SALT LAKE CITY -- Supporters of environmental activist Tim DeChristopher say he is out of solitary confinement after thousands of phone calls flooded the prison system.
DeChristopher's attorney claims he was placed in solitary confinement earlier this month because of an e-mail he'd sent to a friend asking about a donor to his legal defense fund. His lawyer says that email somehow got back to a congressman who complained.
"A member of congress had called and complained that Tim was threatening people outside of prison, so they had to investigate the threat," said Pat Shea, DeChristopher's attorney. "So there was no beginning of the investigation and there was no end."
DeChristopher was sentenced to two years in federal prison for sabotaging a BLM oil and gas auction of land near some of Utah’s most famous landmarks. He registered as “Bidder 70″ and drove up the prices of the parcels, prosecutors claimed. His defense team countered that he did it to call attention to the issue of climate change.
Thousands of calls were made to the Bureau of Prisons by supporters of DeChristopher and he was taken out of solitary confinement and placed back in minimum security.

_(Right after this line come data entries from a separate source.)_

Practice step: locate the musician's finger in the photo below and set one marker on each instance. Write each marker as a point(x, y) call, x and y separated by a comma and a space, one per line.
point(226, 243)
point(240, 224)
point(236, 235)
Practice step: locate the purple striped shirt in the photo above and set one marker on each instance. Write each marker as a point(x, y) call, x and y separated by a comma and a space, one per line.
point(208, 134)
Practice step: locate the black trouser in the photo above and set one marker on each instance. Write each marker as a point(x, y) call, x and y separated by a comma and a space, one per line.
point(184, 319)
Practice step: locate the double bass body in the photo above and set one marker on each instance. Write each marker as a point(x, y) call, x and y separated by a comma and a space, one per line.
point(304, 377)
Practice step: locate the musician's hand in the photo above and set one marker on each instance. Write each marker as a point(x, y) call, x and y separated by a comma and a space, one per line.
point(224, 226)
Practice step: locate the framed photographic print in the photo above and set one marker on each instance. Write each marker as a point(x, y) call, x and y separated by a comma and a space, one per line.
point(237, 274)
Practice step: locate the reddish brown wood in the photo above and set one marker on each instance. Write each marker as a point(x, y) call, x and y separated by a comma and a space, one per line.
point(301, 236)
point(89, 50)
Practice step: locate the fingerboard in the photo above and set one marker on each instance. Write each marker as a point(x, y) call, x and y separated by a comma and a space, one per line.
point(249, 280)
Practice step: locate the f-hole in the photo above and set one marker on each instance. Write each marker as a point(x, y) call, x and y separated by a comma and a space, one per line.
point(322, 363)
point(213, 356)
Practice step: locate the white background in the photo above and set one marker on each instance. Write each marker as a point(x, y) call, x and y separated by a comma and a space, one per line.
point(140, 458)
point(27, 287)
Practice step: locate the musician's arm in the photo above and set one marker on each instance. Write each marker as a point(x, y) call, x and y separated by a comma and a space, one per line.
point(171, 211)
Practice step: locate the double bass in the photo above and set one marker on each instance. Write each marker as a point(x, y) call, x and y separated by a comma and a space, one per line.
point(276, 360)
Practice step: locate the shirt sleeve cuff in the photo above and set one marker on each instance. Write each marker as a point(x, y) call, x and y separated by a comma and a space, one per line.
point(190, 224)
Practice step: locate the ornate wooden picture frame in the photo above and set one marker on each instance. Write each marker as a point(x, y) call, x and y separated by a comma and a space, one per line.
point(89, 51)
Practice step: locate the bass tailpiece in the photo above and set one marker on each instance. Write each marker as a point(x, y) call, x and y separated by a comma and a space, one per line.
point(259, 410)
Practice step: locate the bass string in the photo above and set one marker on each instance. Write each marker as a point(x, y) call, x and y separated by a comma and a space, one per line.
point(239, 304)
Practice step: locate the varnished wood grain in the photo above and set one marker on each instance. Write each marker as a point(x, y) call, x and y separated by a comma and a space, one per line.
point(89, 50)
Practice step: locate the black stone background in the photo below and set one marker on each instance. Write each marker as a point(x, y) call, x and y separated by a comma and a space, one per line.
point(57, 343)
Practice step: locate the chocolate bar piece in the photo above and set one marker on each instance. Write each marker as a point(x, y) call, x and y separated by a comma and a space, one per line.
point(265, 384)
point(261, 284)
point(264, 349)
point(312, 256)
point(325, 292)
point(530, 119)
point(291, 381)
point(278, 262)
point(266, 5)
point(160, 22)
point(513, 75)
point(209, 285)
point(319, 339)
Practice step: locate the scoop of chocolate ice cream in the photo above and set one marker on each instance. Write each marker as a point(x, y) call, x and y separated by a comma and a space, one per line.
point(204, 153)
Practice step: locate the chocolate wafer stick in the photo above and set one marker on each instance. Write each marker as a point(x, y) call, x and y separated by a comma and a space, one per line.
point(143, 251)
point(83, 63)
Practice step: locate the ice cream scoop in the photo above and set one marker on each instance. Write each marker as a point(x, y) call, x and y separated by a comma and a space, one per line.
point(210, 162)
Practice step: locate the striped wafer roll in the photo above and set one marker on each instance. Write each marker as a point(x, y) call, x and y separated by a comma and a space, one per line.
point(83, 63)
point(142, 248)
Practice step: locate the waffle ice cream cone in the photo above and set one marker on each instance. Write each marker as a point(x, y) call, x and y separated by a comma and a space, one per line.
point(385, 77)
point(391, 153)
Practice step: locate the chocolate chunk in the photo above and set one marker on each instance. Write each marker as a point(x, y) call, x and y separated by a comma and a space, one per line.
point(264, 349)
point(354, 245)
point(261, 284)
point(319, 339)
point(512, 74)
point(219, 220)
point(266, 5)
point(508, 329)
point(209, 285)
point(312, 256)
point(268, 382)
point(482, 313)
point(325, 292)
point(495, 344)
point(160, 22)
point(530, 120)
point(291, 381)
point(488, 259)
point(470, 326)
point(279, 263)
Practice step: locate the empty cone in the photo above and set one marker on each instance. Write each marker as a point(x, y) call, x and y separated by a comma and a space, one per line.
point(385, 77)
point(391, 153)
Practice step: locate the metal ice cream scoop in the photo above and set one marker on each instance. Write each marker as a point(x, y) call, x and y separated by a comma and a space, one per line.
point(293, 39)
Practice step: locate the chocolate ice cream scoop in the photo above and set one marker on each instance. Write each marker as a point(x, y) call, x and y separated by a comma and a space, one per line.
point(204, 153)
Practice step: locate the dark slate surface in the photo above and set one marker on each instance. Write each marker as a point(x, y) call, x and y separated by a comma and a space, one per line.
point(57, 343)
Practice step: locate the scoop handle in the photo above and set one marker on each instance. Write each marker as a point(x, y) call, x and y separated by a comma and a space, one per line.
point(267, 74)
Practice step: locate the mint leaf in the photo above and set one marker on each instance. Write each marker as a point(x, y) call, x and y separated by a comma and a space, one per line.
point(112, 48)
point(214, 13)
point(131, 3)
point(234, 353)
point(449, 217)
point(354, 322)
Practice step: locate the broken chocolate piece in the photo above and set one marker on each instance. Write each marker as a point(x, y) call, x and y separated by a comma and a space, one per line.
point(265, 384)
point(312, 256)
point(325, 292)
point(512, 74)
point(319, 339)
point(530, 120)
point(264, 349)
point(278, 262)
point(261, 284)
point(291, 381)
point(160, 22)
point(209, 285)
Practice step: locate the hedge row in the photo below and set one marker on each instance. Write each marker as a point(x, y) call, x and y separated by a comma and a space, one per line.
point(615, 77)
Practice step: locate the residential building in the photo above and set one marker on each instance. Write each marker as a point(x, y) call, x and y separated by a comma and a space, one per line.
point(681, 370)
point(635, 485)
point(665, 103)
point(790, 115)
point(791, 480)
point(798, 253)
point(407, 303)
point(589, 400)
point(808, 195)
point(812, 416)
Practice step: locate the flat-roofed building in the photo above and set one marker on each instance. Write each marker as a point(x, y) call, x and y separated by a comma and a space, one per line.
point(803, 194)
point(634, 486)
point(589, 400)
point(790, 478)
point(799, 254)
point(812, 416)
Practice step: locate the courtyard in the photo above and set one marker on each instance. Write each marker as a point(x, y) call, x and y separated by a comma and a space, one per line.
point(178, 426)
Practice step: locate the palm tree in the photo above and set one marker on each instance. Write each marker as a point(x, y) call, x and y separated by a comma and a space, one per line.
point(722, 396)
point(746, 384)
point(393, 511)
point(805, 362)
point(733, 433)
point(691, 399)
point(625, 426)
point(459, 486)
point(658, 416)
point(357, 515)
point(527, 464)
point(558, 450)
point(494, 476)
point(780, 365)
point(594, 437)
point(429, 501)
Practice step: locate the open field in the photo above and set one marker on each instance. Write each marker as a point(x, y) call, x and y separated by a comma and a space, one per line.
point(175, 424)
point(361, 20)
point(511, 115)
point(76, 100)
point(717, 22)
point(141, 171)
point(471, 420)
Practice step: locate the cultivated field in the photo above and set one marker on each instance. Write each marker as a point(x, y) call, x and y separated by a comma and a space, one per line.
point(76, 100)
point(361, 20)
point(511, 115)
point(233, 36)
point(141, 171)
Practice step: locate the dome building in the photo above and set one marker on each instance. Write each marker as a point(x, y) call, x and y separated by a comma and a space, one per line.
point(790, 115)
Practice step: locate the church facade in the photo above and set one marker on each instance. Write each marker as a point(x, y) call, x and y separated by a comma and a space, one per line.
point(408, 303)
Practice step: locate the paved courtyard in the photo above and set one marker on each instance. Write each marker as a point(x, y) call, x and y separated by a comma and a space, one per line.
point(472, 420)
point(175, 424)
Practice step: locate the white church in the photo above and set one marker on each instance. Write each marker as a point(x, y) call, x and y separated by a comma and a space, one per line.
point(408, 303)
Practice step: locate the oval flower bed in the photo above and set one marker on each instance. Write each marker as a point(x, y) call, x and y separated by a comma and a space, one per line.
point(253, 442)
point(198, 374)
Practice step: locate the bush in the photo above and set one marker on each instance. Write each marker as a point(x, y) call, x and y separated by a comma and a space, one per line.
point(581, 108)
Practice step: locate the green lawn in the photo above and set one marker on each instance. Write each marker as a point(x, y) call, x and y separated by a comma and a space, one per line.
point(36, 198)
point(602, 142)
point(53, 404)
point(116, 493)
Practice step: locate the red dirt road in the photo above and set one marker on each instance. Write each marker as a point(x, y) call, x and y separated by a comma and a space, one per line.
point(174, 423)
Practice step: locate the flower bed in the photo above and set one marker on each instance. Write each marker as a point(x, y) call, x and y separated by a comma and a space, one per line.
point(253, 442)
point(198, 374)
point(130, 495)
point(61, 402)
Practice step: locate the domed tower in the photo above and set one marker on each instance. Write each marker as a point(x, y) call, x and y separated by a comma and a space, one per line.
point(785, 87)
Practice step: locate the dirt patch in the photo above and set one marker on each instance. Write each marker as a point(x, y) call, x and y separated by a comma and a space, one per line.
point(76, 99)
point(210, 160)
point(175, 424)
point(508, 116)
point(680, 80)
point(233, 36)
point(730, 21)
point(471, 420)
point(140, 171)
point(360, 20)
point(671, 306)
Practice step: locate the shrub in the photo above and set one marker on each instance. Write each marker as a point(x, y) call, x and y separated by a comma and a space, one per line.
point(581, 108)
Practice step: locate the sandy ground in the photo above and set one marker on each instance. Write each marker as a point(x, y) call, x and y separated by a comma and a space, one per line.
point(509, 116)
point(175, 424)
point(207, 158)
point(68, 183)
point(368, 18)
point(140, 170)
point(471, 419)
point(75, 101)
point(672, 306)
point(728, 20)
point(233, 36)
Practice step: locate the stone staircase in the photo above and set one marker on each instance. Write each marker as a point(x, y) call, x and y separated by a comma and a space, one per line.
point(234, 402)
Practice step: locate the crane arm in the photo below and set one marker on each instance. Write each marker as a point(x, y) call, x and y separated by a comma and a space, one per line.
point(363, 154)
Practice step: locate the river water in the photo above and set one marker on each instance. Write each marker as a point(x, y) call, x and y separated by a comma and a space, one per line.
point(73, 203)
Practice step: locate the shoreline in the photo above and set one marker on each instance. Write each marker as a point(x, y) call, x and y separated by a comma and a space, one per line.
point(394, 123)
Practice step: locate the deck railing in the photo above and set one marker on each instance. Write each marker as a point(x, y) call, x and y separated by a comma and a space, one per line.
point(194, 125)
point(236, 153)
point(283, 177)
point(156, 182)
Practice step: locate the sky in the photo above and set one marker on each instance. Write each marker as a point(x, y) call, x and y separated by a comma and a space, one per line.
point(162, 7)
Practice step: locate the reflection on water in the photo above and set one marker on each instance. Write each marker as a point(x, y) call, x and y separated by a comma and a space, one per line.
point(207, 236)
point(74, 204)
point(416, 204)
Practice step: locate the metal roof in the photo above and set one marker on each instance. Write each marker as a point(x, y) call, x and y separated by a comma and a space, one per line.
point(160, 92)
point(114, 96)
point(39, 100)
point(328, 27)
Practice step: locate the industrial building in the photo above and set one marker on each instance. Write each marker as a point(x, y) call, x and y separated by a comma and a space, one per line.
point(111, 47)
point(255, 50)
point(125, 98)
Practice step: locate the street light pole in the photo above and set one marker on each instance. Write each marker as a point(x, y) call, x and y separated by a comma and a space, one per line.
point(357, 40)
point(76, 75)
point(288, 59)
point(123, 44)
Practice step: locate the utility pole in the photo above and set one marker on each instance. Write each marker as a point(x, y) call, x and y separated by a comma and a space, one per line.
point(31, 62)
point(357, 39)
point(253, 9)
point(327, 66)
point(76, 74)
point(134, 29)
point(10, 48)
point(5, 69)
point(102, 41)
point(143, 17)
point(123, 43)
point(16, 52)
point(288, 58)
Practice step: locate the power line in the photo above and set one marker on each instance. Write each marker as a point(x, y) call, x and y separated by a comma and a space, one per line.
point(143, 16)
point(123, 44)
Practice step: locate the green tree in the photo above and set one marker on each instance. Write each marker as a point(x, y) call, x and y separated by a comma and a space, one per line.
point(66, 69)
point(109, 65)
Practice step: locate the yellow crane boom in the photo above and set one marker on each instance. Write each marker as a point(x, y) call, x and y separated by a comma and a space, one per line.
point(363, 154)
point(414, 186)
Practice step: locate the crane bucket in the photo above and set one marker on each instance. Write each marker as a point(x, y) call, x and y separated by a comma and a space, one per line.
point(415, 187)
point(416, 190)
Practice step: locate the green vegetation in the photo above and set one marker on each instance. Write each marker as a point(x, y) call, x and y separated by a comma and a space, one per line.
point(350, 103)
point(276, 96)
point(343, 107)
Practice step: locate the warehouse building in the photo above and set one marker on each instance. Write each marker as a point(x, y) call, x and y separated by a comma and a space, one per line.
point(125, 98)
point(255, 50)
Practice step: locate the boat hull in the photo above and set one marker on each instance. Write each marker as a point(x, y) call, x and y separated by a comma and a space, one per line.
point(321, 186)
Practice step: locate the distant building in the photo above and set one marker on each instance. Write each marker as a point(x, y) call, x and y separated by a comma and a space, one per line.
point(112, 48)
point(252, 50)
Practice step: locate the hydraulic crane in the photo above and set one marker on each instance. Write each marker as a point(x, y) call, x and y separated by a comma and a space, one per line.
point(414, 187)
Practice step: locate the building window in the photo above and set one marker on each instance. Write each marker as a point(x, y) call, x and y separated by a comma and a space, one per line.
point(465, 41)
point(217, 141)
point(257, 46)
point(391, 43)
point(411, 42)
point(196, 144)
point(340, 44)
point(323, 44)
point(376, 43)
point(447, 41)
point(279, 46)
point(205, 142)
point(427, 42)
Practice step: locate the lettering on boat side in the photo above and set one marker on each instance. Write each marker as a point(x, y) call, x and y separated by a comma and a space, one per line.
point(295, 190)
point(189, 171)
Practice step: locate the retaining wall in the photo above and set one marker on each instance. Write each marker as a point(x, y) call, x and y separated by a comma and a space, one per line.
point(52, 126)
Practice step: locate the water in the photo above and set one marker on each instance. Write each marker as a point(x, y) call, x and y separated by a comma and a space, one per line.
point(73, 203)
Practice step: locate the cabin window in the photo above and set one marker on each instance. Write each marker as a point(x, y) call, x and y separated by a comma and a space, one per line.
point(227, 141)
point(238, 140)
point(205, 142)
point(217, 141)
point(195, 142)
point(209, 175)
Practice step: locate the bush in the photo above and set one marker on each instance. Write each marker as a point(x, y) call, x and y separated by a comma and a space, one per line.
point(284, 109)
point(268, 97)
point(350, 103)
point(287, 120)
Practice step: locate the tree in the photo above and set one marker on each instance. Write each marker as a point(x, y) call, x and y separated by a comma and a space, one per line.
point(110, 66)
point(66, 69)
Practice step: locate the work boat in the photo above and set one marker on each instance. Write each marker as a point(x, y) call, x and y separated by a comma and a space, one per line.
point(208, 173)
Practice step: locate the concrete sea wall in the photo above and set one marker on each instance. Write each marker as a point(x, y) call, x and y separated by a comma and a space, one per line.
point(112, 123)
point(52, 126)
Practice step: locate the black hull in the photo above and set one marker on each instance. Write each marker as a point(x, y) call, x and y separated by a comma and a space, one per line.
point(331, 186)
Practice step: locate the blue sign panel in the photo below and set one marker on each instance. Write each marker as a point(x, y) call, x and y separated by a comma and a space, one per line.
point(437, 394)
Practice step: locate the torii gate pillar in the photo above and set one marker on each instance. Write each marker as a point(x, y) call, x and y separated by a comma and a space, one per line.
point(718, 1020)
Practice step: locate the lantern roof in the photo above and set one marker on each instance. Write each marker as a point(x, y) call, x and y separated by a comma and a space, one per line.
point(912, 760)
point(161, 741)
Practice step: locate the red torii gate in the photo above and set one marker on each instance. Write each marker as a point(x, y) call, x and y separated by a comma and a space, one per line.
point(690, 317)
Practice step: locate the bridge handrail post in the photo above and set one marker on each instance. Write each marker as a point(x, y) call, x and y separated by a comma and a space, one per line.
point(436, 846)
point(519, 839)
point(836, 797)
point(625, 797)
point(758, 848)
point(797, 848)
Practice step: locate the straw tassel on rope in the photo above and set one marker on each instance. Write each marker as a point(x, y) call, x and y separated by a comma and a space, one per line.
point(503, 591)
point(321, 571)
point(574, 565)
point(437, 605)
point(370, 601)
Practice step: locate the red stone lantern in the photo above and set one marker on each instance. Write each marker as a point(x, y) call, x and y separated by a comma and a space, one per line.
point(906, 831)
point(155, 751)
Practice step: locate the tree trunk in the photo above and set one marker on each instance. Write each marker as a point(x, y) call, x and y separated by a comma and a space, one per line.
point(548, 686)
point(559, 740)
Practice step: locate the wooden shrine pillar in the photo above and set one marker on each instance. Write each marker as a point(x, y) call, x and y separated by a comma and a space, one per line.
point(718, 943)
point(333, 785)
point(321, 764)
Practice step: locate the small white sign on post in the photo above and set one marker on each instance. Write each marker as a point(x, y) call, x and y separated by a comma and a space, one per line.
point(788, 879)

DeChristopher's group, Peaceful Uprising, didn't know which congressman filed that complaint. Members of the group pledged at a Thursday rally on the steps of the federal courthouse to find out, saying it concerned them that an "unnamed congressman" could wield so much power over any inmate in the federal prison system.
FOX 13 reached out to Utah's congressional delegation to see if they were the "unnamed congressman." Reps. Jason Chaffetz and Jim Matheson said no. Senators Orrin Hatch and Mike Lee also denied the claims. Rep. Rob Bishop's spokeswoman told FOX 13 that she didn't know.